Around this time, two women approached Ms. Beard mid-interview to introduce themselves. They were gun violence prevention activists: Sandy Phillips of Jessi’s Message, whose daughter was killed in the Aurora, Colo., theater shooting in 2012, and Donna Dees-Thomases, the founder of the Million Mom March.
“We’ve been excessively trolled with our work,” said Ms. Phillips, who had spoken at the conference the night before as part of panel called Mothers Against Gun Violence. “The same thing that gets said to you gets said to us.”
“I only came to see your presentation today,” Ms. Dees-Thomases said. “I’ve changed my Twitter name many times, and I have a fake Twitter name, too. I tell the trolls to go over there and bother me.”
Ms. Beard has found herself an inspiration to such women, and at a time when trolling seems more widespread, and at ever-higher levels — all the way to the presidential race. Ms. Brown said this year’s Women in the World Summit came after “such a year of misogyny,” and called out Donald J. Trump in particular. “The injection of pure derogatory comments about women throughout has been so ugly,” she said, “and the fact that he seems to have liberated the voices of others to agree.”
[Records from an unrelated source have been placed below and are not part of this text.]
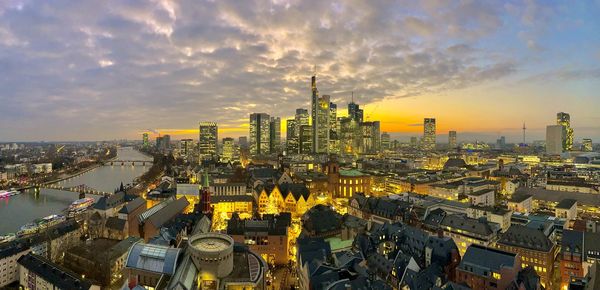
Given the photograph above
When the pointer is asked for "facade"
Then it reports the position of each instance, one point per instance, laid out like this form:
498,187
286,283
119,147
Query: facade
564,119
208,139
275,135
260,134
228,150
555,134
35,272
266,236
485,268
291,137
428,134
586,145
452,140
534,248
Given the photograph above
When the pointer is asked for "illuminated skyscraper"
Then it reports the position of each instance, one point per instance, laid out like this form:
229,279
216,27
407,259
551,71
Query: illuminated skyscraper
452,140
145,140
291,137
186,146
564,119
275,134
385,141
586,145
208,140
228,149
429,134
260,134
555,134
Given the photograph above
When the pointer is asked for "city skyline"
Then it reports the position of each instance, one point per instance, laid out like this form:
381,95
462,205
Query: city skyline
483,77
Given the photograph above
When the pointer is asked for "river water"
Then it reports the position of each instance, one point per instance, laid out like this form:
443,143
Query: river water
18,210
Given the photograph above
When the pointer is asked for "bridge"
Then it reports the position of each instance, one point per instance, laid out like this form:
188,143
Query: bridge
82,188
129,162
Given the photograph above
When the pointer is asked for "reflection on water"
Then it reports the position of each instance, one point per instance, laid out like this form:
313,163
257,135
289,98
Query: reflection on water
18,210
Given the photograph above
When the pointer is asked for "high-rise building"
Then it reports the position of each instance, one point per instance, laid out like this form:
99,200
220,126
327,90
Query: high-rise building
564,119
243,142
186,146
413,142
321,125
452,139
586,145
228,149
501,142
385,141
429,134
208,140
260,134
275,134
291,137
305,141
334,141
555,135
145,140
355,112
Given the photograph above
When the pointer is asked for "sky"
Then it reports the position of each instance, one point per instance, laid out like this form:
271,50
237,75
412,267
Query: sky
104,70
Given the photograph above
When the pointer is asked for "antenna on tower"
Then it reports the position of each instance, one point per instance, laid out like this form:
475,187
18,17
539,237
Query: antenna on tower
524,128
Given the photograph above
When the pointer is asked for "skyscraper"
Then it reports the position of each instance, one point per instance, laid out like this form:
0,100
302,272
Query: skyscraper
275,134
564,119
291,137
260,134
555,135
334,141
145,140
208,140
429,134
385,141
355,112
228,149
452,140
321,125
186,146
586,145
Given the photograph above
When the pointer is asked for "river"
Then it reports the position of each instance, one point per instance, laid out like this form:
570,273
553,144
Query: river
18,210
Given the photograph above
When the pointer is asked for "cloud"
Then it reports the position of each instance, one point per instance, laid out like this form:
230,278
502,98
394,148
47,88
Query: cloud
110,68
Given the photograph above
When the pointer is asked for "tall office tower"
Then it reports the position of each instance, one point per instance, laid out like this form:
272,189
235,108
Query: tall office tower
501,143
275,134
564,119
291,137
187,146
243,142
260,134
305,140
160,143
334,140
413,142
586,145
452,139
429,134
321,125
355,112
166,142
145,140
228,149
350,136
385,141
370,137
208,140
555,135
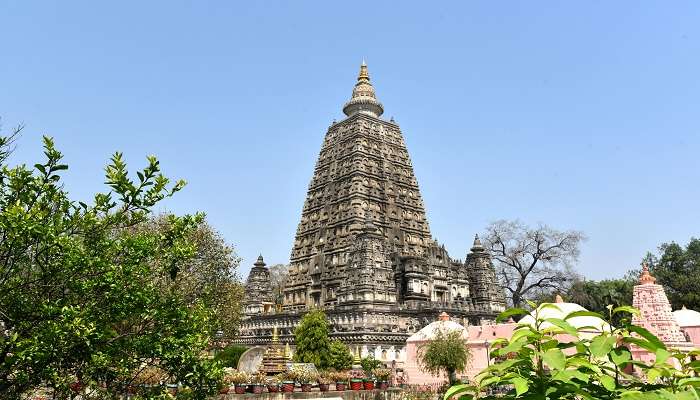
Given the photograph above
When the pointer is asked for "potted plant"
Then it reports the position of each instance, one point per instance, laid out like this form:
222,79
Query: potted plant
239,379
306,379
356,380
273,383
324,381
258,381
383,376
288,378
226,382
369,365
341,380
149,377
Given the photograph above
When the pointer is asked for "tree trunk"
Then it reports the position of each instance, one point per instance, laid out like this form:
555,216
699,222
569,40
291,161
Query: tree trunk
452,376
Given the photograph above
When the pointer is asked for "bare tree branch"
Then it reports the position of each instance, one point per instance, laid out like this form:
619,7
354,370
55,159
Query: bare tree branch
532,260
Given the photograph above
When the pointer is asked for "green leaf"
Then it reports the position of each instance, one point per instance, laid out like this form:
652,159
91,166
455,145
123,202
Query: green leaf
601,345
458,389
627,309
620,355
645,344
583,313
545,306
555,358
661,356
608,382
520,384
648,336
565,326
509,313
652,375
695,382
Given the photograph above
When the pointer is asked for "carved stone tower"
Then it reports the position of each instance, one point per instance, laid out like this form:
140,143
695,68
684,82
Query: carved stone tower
363,251
485,295
258,298
655,310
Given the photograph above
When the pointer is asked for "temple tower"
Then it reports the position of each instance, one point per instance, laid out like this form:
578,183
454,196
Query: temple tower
486,294
258,291
363,177
655,310
363,251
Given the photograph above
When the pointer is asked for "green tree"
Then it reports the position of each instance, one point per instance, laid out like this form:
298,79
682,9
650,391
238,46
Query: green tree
534,364
209,277
447,353
339,356
597,295
677,268
78,297
312,341
369,364
229,356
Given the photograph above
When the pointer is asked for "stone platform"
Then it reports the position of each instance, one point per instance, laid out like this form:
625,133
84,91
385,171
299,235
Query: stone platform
388,394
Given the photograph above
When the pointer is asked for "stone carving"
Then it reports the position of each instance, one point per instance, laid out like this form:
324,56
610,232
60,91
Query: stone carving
363,249
655,310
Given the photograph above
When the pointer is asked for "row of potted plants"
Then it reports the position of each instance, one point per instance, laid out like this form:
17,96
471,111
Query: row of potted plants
242,382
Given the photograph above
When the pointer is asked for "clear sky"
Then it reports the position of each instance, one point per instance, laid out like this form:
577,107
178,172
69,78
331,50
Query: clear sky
580,115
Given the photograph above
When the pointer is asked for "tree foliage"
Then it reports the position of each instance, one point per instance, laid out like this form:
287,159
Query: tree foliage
339,356
209,276
229,356
598,295
535,364
369,364
446,353
78,298
677,268
531,262
312,340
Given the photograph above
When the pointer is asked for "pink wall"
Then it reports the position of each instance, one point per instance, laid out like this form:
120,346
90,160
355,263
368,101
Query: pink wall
694,333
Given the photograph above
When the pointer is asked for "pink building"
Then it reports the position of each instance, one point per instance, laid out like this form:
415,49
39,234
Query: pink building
677,329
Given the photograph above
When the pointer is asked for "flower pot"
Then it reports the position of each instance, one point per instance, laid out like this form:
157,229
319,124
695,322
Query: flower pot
172,388
288,387
76,387
257,389
273,388
356,384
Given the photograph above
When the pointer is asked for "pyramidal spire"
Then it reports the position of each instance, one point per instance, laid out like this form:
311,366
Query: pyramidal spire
363,99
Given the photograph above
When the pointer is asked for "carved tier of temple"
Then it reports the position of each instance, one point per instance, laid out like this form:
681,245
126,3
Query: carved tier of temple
363,249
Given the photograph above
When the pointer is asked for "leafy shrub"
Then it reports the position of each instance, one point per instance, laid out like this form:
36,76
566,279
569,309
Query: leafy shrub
535,364
369,364
447,352
339,356
229,356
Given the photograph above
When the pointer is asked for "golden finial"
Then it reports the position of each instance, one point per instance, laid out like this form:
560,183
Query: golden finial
364,74
363,99
275,337
646,278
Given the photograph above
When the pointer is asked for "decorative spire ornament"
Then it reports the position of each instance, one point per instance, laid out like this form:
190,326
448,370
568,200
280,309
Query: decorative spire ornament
363,99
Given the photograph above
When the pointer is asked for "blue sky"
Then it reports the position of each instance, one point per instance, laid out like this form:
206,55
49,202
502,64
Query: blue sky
579,115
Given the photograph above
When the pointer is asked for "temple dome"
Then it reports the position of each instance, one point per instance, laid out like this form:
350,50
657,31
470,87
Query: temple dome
563,309
687,318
Mr. Trump’s name was aired during in Ms. Beard’s presentation, and she agreed afterward that there are similarities between Mr. Trump’s unfettered commentary and trolling. “You could make a powerful argument that the kind of tropes in Trump’s discourse overlap with the discourse you see in trolling: about women shutting up, about menstruation,” Ms. Beard said.
The issues are serious, and yet her approach remains studied but ever smiling.
“This is exactly what we need more of in American feminism: wry humor,” Ms. Brown said. “The outrage meter is getting out of control.”
“It’s about talking about it,” Ms. Beard said. “It’s not being fazed. It’s about having a laugh about it. A bit of outrage is good, but having your only rhetorical register as outrage is always going to be unsuccessful. You’ve got to vary it. Sometimes, some of the things that sexist men do just deserve to be laughed at.”
She chuckled and issued a directive at any of her more laughable antagonists.
“Go back home to mummy,” she said. “She’ll smack your bottom.”